Documentation

Learn how to build, publish, and launch your site with Adobe Experience Manager.

Resources

Indexing

Adobe Experience Manager offers a way to keep an index of all the published pages in a particular section of your website. This is commonly used to build lists, feeds, and enable search and filtering use cases for your pages or content fragments.

AEM keeps this index in a spreadsheet when using Google Drive or Sharepoint as backend, and offers access to it using JSON. Please see the document Spreadsheets and JSON for more information.

Setting up an initial index with the Index Admin Tool

The easiest way to create and manage your query index is via the Index Admin tool.
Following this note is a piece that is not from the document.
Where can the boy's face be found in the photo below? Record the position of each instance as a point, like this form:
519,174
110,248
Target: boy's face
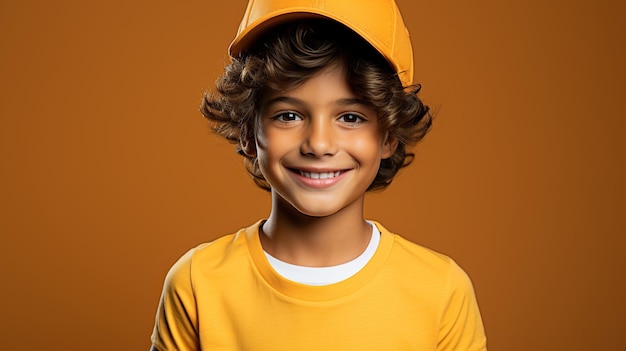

  1. Open the Index Admin tool in your browser.
  2. Enter your organization and site to connect to your project.
  3. Click Add Index to create an initial index configuration.
  4. Enter a Name for your index.
  5. Locate the Properties section.
  6. Add each property you want extracted from the rendered HTML page — for example, title, image, description, or lastModified.
  7. When you’re done, click Save.


The following table summarizes the properties that are available and from where in the HTML page they’re extracted.

Name Description
author Returns the content of the meta tag named author in the head element.
title Returns the content of the og:title meta property in the head element.
date Returns the content of the meta tag named publication-date in the head element.
image Returns the content of the og:image meta property in the head element.
category Returns the content of the meta tag named category in the head element.
tags

Returns the content of the meta tag named article:tag in the head element as an array.

See the document Spreadsheets and JSON for more information on array-handling.

description Returns the content of the meta tag named description in the head element.
robots Returns the content of the meta tag named robots in the head element.
lastModified Returns the value of the Last-Modified response header for the document.

Reindexing

After setting up or updating your properties, click Reindex in the Index Admin tool. This triggers a full reindex of your content against the new configuration.

Pages are indexed when they are published. To remove a page from the index, unpublish it.

Setting up an initial index via Admin API

It’s also possible to create an index using the Admin API. For more information, visit: Update Indexing Configuration.

Troubleshooting

Check your index

The Admin Service has an API endpoint where you can check the index representation of your page. Given your organization, site and branch, and a resource path to a page, its endpoint is:

https://admin.hlx.page/index/<org>/<site>/<branch>/<path>

You should get a JSON response where the data node contains the index representation of the page.

Debug your index configuration

The AEM CLI has a feature where it will print the index record whenever you change your query configuration, which assists in finding the correct CSS selectors:

$ aem up --print-index

Please see the AEM CLI GitHub documentation for more information and watch this video to learn more about this feature.

Inspect the audit log

Using the Log Viewer Tool you can check whether the indexer reports any error related to your configuration. If you filter logs by Indexer, and see lines with a red dot, you can expand the lines and inspect the error reported.

Custom index definitions

See the Indexing reference for the full syntax of index definitions, including extraction functions and examples.

Omitting published pages from the index

A common use case is to not index pages that have noindex in their robots metadata section. It is possible to filter those out for SharePoint and Google Drive content sources by defining a FILTER expression in a sheet called helix-default that is based on the raw_index sheet. With BYOM content sources, it is not possible to omit pages from the index. Instead, you can filter them client-side based on the value of their robots property.

Note, that a sitemap will always ignore published pages with noindex, provided a column named robots exists in the index source.